Apple has long been a proponent of user data privacy and security. Since iOS 8, all of Cupertino’s operating systems feature full-disk encryption, which makes accessing the data within a device — without the user’s input — nearly impossible. Devices with Touch ID are even tougher and more complicated to crack. For Apple, this represents their stance that people have a right to privacy, and strong encryption measure snarl both government and criminal attempts at spying on user data.
In the last two years, Apple has received 11 district court orders concerning the iPhone’s strong security — most of them compelling Apple to use their power to extract data from the locked devices. Cupertino notably has challenged or objected to all of these orders. And, interestingly enough, a few of them demand that Apple break into security protections that it can’t, according to the Intercept.

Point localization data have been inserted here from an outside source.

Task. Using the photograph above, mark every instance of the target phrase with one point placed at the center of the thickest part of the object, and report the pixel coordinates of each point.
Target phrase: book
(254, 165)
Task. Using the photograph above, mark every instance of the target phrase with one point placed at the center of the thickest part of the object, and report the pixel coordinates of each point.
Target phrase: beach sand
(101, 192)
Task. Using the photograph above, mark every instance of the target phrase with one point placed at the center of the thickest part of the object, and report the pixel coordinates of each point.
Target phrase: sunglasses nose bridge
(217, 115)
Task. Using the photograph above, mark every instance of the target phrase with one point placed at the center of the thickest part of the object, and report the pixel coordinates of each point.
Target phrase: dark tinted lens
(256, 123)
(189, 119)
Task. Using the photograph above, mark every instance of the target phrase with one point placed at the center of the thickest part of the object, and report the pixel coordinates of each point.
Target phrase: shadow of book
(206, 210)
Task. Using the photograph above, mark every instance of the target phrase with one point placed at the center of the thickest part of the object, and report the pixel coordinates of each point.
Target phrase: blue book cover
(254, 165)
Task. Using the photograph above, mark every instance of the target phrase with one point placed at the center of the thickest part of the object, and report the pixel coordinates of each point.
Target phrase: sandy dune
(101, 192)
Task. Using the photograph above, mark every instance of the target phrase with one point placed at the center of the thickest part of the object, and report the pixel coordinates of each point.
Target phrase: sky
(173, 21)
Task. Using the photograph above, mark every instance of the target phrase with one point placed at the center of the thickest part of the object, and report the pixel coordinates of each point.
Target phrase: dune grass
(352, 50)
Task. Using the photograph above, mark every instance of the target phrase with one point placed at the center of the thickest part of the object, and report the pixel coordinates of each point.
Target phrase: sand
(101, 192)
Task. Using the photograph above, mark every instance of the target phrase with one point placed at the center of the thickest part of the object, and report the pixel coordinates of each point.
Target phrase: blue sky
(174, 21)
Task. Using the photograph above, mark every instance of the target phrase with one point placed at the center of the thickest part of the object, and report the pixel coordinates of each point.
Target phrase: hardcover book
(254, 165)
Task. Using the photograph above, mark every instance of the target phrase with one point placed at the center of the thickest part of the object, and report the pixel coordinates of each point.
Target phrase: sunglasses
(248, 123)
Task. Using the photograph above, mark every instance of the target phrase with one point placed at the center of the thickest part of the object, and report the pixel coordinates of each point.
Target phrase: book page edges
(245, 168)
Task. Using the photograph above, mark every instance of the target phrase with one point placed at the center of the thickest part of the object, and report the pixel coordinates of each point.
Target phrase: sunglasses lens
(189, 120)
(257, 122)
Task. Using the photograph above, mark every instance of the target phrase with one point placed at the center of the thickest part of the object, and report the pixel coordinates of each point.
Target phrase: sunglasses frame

Apple’s strong devotion to security gained national attention when the FBI asked Apple to create a backdoor to access an iPhone 5c obtained from one of the shooters in the San Bernardino attacks in December of last year. Apple declined, and the phone was later reportedly cracked by the FBI and a third party.
Manhattan’s District Attorney, Cyrus Vance, has also been a vocal critic of Apple’s security and privacy policies. Vance has denounced Apple’s policies as a marketing ploy that is interfering with police investigations. In February, Vance went before Congress to seek legislative measures that offer law enforcement entities a way to compel Apple to decrypt devices, according to CNN. So far, most of these efforts have been shot down.